Gazet Van Antwerpen kommt mit ihrer Umfrage zu einem ähnlichen Schluss. Der flämische Wähler geht erwachsen und besonnen mit der politischen Lage um. So sind sechs von zehn Flamen der Ansicht, dass die Staatsreform keine Staatskrise wert ist. Auch für eine Unabhängigkeit Flanderns gibt es keine Mehrheit. Die Angst vor einer Spaltung des Landes wird also einzig von den frankophonen Politikern geschürt. Doch bedeutet das auch nicht, dass alles beim Alten bleiben muss, warnt Gazet Van Antwerpen. Eine solche Schlussfolgerung wäre falsch und gefährlich.
De Morgen gibt vor allem den flämischen Nationalisten die Schuld an dem derzeitigen Klima. Sicher: Das Bild vom reichen und egoistischen Flamen, der sich von der Welt abschotten will, ist eine Karikatur. Doch gibt es leider viele Flamen, die genau dieses Zerrbild untermauern. Wer alles fordert, der sorgt dafür, dass er nichts bekommt. Vor diesem Hintergrund ist eine Einigung zum 15. Juli unwahrscheinlich, so De Morgen nachdenklich.
La Libre Belgique übermittelt ihrerseits den Flamen ihre Glückwünsche zum Feiertag. Ironisch meint das Blatt: Wir wünschen Euch Glück und Zufriedenheit, aber auch, dass ihr tolerant und offen bleibt, und euch nicht einigelt. Inzwischen sehen auch die Frankophonen ein, dass eine neue Staatsreform nötig ist. In diesem Punkt hat Flandern gewonnen. Doch müssen die Flamen einsehen, dass sie hier nicht mit der Brechstange vorgehen können, das geht nur über den Verhandlungsweg. Ansonsten kann die Antwort nur lauten: „Und tschüss!“, warnt La Libre Belgique.
Aber immerhin, notiert in diesem Zusammenhang De Standaard, das letzte Jahr war nicht ganz umsonst. Vor einem Jahr füllte noch das non von Frau Milquet den Raum. Inzwischen sehen auch die Frankophonen ein, dass ein neues Gleichgewicht im belgischen Staatsgefüge unerlässlich ist. Darauf kann man aufbauen, vor und nach dem 15. Juli.
Fortis: Muss Votron gehen?
Zweites großes Thema ist heute das Schicksal des Generaldirektors der Bank- und Versicherungsgruppe Fortis, Jean-Paul Votron. Der könnte heute für den Absturz der Fortis-Aktie bezahlen und den Hut nehmen.

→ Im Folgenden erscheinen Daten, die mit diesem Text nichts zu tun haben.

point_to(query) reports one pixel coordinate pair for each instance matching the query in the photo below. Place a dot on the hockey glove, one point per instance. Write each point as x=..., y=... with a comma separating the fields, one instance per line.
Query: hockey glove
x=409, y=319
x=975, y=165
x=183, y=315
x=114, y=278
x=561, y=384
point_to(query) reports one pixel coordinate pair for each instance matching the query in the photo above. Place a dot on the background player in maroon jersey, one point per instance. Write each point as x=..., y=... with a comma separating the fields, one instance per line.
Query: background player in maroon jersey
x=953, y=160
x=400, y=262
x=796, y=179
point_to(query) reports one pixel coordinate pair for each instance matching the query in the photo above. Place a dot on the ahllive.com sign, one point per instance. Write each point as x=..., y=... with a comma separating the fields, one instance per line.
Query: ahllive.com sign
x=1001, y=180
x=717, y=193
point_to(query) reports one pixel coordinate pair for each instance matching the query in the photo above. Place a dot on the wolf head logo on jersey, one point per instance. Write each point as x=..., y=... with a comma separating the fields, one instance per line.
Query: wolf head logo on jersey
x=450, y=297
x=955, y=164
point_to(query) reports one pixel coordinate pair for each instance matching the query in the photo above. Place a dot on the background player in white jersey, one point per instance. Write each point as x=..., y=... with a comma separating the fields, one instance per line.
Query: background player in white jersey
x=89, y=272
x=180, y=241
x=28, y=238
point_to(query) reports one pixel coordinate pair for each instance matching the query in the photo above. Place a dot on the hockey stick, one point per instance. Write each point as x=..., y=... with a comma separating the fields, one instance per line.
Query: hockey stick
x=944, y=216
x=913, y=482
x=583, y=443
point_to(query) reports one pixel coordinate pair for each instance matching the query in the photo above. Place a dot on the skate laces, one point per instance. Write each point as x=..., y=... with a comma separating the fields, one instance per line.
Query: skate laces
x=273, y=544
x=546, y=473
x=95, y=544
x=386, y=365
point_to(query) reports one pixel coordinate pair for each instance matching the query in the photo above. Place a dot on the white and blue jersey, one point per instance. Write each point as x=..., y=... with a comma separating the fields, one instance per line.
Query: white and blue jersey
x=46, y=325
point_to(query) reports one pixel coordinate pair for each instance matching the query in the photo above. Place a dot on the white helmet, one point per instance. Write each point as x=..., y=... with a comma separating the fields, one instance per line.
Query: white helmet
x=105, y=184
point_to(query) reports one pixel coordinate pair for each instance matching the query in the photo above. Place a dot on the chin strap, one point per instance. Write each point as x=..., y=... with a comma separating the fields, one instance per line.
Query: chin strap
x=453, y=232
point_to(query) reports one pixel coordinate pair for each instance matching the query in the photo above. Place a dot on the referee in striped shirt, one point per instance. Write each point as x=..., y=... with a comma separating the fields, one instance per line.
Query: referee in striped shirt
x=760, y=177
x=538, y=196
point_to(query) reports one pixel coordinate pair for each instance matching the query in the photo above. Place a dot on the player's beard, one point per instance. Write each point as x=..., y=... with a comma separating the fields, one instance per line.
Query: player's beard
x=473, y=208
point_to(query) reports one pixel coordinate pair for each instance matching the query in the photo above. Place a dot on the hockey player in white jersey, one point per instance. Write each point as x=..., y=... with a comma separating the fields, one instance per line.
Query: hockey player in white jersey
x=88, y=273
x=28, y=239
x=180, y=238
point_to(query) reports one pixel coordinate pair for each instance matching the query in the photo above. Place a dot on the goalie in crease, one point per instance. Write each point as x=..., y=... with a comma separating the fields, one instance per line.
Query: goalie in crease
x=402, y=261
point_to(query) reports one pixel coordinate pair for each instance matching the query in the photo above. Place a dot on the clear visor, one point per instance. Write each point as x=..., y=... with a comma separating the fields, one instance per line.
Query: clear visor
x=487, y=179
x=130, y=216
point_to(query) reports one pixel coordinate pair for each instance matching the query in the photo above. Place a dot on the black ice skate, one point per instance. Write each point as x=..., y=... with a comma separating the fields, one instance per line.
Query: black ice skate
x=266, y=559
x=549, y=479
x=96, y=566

„Springt heute mit Votron bei Fortis die Sicherung raus?“ fragt sich Le Soir auf seiner Titelseite. Es sieht so aus, notiert die die Brüsseler Tageszeitung. Doch stellt sich die Frage, ob das reichen würde. Votron hat den Kauf von ABN-AMRO und die desaströse Kommunikation von Fortis nicht alleine zu verantworten. Diese Entscheidungen sind nämlich vom Aufsichtsrat mitgetragen worden, und dessen Präsident ist Maurice Lippens.
Die Anleger fordern den Kopf von Lippens, weiß denn auch De Morgen zu berichten. Den Kleinanlegern würde der Abgang von Votron nicht reichen. Sie bereiten eine Sammelklage gegen Fortis vor. Nach dem Absturz der Fortis-Aktie müssen beide gehen, Votron und Lippens.
Dazu notiert die Börsenzeitung De Tijd: Die Fortis-Strategie funktioniert nicht. Man wollte Votron den Wölfen zum Fraß vorwerfen, doch kann das die Anleger nicht besänftigen. Fortis steckt mitten in einer Vertrauenskrise, und das ist das Schlimmste, was einer Bank passieren kann. Die lebt nämlich vom Vertrauen ihrer Kunden und Anleger. Und dieses Vertrauen wieder herzustellen ist nun einmal nicht einfach.
Das Finanzblatt L'Echo warnt aber in diesem Zusammenhang vor Panikfußball. Bereits in den vergangenen Wochen hat es bei Fortis eine Kurzschlussreaktion nach der anderen gegeben. Die Ankündigung einer neue Kapitalerhöhung und der Streichung der Dividende kamen unerwartet und kurzfristig. Die Trennung von Jean-Paul Votron wäre ein neues Beispiel für diesen Trend der großen Unternehmen, auf die Wut der Anleger mit spektakulären Maßnahmen zu reagieren. Die Frage ist, ob auch Maurice Lippens, ein Monument der belgischen Wirtschaft, über diese Klinge springen wird.